We have now seen how we can use formal languages, or sets of strings, as a model of natural language structure. We have also introduced the idea of describing natural languages in terms of computational processes such as recognizers and generators. With these tools in hand, we now have a framework in which we can plausibly begin to build some models of natural language which are computationally precise.

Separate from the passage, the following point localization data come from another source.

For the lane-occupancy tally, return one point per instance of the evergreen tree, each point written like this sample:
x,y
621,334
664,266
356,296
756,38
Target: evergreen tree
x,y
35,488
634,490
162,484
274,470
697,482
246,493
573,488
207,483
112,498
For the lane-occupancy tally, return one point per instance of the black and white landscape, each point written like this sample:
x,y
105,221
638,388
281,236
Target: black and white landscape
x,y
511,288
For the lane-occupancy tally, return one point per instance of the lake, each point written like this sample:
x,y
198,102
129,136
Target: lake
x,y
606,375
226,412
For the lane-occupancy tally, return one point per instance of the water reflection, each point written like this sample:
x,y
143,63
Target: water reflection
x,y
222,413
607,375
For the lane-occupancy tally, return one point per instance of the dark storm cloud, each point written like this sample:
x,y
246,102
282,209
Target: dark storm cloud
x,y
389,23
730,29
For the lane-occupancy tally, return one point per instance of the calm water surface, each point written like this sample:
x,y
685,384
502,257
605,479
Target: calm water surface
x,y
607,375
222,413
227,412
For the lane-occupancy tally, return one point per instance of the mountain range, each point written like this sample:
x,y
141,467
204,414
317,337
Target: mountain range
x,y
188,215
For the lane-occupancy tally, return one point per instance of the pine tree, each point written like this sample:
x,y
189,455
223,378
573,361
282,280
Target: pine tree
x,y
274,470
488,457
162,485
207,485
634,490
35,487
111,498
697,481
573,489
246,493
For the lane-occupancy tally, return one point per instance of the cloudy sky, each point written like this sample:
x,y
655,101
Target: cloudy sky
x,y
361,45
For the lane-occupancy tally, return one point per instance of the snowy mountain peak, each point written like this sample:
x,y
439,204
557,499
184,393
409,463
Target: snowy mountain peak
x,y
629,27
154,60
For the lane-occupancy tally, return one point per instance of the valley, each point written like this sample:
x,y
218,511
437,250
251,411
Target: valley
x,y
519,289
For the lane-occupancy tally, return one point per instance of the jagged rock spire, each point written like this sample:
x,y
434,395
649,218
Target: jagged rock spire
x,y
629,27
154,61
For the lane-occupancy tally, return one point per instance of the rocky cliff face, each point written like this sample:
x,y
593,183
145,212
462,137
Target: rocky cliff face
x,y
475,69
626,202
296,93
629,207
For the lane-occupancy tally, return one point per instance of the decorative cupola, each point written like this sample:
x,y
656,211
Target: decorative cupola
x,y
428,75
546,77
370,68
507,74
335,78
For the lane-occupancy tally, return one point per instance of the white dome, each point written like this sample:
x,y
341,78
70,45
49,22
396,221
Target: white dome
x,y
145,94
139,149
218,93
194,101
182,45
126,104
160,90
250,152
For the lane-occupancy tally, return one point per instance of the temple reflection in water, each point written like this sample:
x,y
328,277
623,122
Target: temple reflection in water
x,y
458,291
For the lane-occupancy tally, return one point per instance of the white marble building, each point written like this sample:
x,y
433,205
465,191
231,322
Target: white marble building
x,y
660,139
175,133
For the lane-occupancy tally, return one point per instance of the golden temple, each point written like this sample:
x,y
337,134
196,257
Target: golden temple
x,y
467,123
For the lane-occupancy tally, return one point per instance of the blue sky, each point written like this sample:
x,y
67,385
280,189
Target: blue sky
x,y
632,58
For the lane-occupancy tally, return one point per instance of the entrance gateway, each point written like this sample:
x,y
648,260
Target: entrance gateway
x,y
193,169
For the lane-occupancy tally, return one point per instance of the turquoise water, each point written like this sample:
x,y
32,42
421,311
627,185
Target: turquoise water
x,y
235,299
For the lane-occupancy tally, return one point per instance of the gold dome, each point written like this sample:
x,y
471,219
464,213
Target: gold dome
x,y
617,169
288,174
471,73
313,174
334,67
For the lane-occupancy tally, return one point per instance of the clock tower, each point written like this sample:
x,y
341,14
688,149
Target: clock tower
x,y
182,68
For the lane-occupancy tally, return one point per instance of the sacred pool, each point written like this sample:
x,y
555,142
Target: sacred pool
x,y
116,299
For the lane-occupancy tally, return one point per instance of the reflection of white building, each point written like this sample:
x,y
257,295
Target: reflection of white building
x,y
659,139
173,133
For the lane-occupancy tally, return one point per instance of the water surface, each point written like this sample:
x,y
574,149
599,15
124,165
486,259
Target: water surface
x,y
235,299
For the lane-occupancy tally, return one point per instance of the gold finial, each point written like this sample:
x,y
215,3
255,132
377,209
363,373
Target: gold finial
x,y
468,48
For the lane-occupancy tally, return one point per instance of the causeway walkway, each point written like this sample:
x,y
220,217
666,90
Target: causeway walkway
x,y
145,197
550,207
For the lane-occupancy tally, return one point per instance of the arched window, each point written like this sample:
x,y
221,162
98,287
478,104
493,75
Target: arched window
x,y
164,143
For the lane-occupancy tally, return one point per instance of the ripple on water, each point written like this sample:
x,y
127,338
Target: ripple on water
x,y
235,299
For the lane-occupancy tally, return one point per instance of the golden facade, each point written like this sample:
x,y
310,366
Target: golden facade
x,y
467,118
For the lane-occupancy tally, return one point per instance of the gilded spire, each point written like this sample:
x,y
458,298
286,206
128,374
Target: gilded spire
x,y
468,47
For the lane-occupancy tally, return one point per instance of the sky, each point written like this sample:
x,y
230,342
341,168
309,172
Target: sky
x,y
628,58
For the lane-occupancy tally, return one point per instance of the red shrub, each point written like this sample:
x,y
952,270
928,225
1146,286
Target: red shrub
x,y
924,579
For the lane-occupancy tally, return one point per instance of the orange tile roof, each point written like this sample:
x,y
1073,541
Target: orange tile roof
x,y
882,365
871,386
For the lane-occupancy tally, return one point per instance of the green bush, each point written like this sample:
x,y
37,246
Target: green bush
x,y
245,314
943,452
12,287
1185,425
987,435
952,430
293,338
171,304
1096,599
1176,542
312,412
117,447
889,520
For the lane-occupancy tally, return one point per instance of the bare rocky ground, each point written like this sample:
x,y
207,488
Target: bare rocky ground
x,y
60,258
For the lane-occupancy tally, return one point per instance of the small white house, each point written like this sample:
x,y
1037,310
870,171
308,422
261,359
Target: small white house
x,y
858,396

Before going further, it is useful to consider one more extension of our formal language theoretic model. In our basic model so far, a string is either in a formal language \(L\) or outside of the formal language \(L\), that is, in \((V^* - L)\), but we have no measure distinguishing how prototypical, frequent, or common a string is within a language language. It is useful, for these reasons and others, to introduce the idea of a probability distribution over a formal language or a probabilistic formal language.

A probabilistic formal language is just a formal language where each string \(s\) is associated with a probability \(p(s)\). The function \(p(s)\) satisfies two constraints. First, every probability is a number between \(0\) and \(1\), that is, \(p(s) \in [0,1]\). Second, summing \(p(s)\) over all elements in \(L\) gives \(1\), that is, \(\sum_{s \in L} p(s) = 1\). We refer to the function \(p\) that returns the probability of each string as a probability mass function—this is the term used for such functions when defined on discrete sets. We will talk more about probability mass functions later in the book when we introduce random variables.

If our language \(L\) consisted of two strings, say \(\{a, abba\}\), we could specify a probability distribution by specifying a probability for each string, such that all of the probabilities add up to \(1\). For examples, we could specify that \(p(a)=0.5\) and \(p(abba)=0.5\). We can picture this with a barplot.

(barplot '(a abba)
'(0.5 0.5))

Alternatively we could have specified that \(p(a)=0.7\) and \(p(abba)=0.3\) giving the following barplot.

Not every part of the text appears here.